Nascondino. La prima ipotesi, quella di una mutazione parallela iniziata l’anno scorso, è condivisa da molti esperti: ma com’è possibile che non ce ne siamo accorti per oltre un anno? «La nuova variante potrebbe essere rimasta nascosta per mesi in altri Paesi africani, dove il processo di sequenziamento del genoma virale non è così efficace e frequente come in Sudafrica», ipotizza Christian Drosten, virologo al Charité University Hospital di Berlino. In più, «non credo esista al mondo un posto così isolato da impedire a una variante di diffondersi prima o poi in altri Paesi», sottolinea Andrew Rambaut (Università di Edimburgo).

Un’altra opzione è che la Omicron si sia evoluta in un malato cronico di covid, la cui risposta immunitaria era probabilmente compromessa da un’altra malattia o dall’uso di farmaci. Ma anche in questo caso, alcuni esperti sono diffidenti: «I virus mutati in questo modo sopravvivono poco nel mondo reale», ricorda Drosten, riferendosi al fatto che le mutazioni che permettono al virus di sopravvivere a lungo in un individuo sono ben diverse da quelle necessarie a diffondersi con successo in altri ospiti.
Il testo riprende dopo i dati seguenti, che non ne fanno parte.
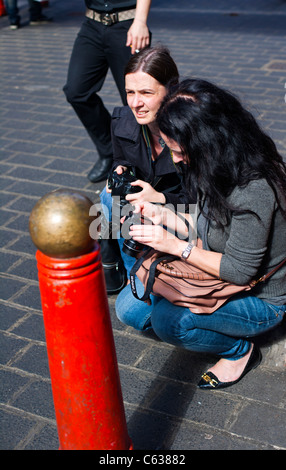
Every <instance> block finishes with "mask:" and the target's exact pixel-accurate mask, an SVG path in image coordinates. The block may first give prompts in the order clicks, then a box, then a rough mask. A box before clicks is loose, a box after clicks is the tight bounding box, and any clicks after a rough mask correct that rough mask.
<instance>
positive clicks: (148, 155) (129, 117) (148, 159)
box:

Zoonosi inversa. Diversa è invece la seconda ipotesi, secondo la quale la variante non sarebbe altro che il frutto di una zoonosi inversa: gli umani avrebbero infettato una specie animale (forse roditori), il virus si sarebbe diffuso tra quella specie e sarebbe mutato per poi tornare a fare il salto di specie e contagiare un umano. «Il genoma è così bizzarro, che l’ipotesi di una zoonosi inversa seguita da una nuova zoonosi è perfettamente plausibile», sottolinea a STAT News Kristian Andersen, ricercatore allo Scripps Research Institute (California).

Dare risposte certe pare dunque al momento impossibile: tutte le ipotesi sono sul tavolo e ci vorranno ancora delle settimane per avere un quadro più chiaro sulle origini di Omicron. Nel frattempo, speriamo di evitare che questa nuova variante ci faccia fare un salto indietro nel calendario pandemico.